DARWIN, Australia, Nov. 17 (UPI) -- U.S. President Obama, speaking in Darwin, Australia, where U.S. Marines will begin rotations in 2012, celebrated the 60-year U.S.-Australia alliance.
"All of you are the backbone of our alliance," Obama told an audience of Australian troops and U.S. military in a hangar at the Royal Army Air Force Base.
The centerpiece of Obama's two-day visit to Australia was the announcement the United States would station military forces in Darwin. Beginning with about 250 Marines in mid-2012, the U.S. presence will expand to about 2,500 troops in several years.
After his speech in Darwin, Obama traveled to Bali, Indonesia, for a summit of Southeast Asian countries.
"[Our] alliance is rooted in the bonds between our people, and the democratic values that we share and our commitment to stand with each other through thick and through thin, no matter what," including Iraq, Afghanistan and other theaters of war, Obama said told the military and civilian audience in Darwin.
He noted how troops fought hard in 1942, when Darwin was hit hard by Japanese forces in "Australia's Pearl Harbor."
"Against overwhelming odds, our forces fought back, with honor and with courage," Obama said. "Some thought Australia might fall. But we dusted ourselves off. We picked ourselves up. We rebuilt. And thanks to the extraordinary generation of troops, we went on to victory … ."
He and Prime Minister Julia Gillard paid respects to the war dead at the Australian War Memorial and the USS Peary, one of the battleships lost in battle.
Going forward, the alliance has the same purpose as it had 60 years ago, "the preservation of peace and security," said Obama, the first U.S. president to visit the Northern Territory.

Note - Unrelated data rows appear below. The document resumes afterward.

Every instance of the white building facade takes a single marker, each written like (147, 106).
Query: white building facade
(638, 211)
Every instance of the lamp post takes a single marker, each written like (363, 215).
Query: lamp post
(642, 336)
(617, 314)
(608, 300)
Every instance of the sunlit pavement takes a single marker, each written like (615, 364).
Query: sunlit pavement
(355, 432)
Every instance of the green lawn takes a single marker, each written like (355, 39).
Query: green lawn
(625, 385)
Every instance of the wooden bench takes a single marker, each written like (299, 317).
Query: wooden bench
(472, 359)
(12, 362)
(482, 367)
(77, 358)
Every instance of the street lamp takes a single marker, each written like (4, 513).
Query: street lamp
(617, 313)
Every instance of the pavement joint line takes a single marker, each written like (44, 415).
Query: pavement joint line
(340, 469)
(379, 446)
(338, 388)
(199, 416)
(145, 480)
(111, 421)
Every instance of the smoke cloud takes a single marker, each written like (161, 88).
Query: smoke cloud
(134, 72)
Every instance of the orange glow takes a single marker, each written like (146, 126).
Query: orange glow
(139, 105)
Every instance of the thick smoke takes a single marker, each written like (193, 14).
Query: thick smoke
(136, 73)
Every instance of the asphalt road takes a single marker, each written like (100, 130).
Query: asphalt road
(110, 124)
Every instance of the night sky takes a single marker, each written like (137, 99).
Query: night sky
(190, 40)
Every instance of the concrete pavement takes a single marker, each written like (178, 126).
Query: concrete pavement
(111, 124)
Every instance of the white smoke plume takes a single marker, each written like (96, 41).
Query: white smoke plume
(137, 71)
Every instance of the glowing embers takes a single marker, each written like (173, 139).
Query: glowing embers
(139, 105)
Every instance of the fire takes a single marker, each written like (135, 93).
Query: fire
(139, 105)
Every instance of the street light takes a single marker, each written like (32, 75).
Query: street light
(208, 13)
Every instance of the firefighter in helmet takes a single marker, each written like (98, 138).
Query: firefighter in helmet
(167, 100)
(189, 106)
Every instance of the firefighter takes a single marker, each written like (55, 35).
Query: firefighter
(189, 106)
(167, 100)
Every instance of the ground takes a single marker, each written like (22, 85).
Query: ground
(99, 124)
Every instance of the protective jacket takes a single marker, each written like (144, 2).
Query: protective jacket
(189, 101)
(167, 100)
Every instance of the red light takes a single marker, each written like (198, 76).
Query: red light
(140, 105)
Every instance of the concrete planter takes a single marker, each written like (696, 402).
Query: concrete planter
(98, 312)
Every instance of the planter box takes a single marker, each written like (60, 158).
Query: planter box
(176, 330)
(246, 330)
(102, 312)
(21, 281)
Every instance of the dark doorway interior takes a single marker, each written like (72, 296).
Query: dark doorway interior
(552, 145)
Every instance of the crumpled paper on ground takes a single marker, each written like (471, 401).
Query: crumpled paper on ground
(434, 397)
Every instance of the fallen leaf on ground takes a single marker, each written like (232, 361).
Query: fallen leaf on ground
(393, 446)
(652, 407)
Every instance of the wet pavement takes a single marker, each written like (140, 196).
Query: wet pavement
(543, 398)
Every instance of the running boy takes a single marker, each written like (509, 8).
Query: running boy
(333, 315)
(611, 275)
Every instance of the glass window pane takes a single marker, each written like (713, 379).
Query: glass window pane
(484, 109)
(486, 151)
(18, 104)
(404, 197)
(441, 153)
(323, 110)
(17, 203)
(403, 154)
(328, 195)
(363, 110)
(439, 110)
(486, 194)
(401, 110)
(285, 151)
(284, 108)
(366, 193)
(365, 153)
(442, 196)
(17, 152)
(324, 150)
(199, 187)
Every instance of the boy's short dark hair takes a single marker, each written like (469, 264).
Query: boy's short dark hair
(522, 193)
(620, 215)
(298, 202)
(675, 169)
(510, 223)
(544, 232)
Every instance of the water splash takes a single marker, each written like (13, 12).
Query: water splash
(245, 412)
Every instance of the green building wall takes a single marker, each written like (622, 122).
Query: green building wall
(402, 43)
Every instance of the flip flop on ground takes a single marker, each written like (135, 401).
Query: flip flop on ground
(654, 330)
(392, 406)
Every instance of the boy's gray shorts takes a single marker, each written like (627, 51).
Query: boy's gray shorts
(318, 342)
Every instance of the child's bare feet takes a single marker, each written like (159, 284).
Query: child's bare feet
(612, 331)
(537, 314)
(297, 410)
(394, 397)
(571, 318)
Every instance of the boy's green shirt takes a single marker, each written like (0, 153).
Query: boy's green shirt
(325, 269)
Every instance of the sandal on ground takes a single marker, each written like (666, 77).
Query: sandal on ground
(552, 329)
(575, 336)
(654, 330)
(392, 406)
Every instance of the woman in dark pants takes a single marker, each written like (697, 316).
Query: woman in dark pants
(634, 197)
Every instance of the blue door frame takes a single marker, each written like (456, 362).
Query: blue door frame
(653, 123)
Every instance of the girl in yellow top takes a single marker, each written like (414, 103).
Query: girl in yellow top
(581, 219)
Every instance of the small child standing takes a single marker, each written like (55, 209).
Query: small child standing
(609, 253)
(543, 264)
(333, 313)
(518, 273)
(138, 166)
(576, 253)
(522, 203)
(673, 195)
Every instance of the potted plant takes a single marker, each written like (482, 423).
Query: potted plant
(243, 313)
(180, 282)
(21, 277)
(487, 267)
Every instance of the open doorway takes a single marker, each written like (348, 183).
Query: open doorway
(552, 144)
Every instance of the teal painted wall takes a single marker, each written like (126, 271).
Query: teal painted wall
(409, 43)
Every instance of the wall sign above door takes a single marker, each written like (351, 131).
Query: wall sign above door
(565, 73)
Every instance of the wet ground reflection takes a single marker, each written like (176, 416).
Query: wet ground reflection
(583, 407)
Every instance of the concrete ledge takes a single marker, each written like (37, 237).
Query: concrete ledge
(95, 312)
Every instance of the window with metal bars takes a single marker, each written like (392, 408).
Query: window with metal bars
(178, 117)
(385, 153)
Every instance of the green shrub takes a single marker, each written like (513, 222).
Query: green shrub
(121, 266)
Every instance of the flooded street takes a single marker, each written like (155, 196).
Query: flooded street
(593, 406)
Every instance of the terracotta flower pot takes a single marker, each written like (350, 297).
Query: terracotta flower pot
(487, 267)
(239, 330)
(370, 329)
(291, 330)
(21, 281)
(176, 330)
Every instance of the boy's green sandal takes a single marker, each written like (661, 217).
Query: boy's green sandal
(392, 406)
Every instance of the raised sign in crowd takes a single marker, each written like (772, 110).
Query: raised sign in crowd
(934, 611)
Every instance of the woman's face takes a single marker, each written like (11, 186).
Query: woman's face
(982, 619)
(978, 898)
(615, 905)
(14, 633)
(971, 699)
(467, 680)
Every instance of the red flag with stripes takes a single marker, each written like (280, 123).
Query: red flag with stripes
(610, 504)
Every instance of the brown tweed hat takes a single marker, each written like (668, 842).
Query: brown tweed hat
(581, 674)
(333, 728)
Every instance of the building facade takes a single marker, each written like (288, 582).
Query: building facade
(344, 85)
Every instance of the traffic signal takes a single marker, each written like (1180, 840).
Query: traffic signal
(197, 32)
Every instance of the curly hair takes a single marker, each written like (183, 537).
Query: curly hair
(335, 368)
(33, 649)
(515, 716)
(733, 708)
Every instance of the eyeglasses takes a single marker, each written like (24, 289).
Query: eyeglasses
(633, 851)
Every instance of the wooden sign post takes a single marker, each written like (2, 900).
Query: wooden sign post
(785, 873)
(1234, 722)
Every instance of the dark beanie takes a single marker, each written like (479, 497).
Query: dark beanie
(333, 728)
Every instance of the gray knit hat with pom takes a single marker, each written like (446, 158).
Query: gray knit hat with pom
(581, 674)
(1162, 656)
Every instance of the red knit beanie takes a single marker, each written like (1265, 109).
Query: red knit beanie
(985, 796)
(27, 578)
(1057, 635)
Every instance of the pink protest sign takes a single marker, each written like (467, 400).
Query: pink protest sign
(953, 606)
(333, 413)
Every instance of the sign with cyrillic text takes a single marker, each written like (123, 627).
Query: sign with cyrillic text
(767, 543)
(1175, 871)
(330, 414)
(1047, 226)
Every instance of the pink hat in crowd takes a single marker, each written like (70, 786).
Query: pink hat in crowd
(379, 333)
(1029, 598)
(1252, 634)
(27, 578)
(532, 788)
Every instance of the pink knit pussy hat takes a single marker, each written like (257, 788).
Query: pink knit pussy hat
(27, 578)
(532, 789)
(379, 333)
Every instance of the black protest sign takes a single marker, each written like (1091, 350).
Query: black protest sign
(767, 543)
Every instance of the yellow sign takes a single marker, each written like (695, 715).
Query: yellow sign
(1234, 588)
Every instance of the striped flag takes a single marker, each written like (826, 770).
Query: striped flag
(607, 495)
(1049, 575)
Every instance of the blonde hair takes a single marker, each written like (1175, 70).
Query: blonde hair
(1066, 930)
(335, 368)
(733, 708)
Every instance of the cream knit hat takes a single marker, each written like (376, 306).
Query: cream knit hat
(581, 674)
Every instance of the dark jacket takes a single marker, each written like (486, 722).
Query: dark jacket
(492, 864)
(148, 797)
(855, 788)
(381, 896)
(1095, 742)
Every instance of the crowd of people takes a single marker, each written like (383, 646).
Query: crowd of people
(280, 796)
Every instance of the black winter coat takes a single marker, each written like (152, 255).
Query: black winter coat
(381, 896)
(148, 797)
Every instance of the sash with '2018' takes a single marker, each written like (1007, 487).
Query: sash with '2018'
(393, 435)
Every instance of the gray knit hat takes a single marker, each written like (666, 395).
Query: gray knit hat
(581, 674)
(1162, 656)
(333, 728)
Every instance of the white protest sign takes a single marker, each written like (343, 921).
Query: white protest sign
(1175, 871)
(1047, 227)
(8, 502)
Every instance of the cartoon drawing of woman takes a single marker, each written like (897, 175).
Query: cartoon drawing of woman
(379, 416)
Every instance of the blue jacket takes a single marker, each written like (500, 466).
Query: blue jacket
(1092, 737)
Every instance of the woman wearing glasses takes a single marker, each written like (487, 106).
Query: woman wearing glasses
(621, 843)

"This region has some of the busiest sea lanes in the world, which are critical to all our economies," he said. "And in times of crisis … Darwin has been a hub, moving out aid, caring for victims, making sure that we do right by the people of this region. And that's what we're going to keep doing, together."
America is honored to stand with Australia "as allies with an enduring commitment to human freedom," Obama said. "So thank you all for your extraordinary service. And thank you for representing the very best of our two countries."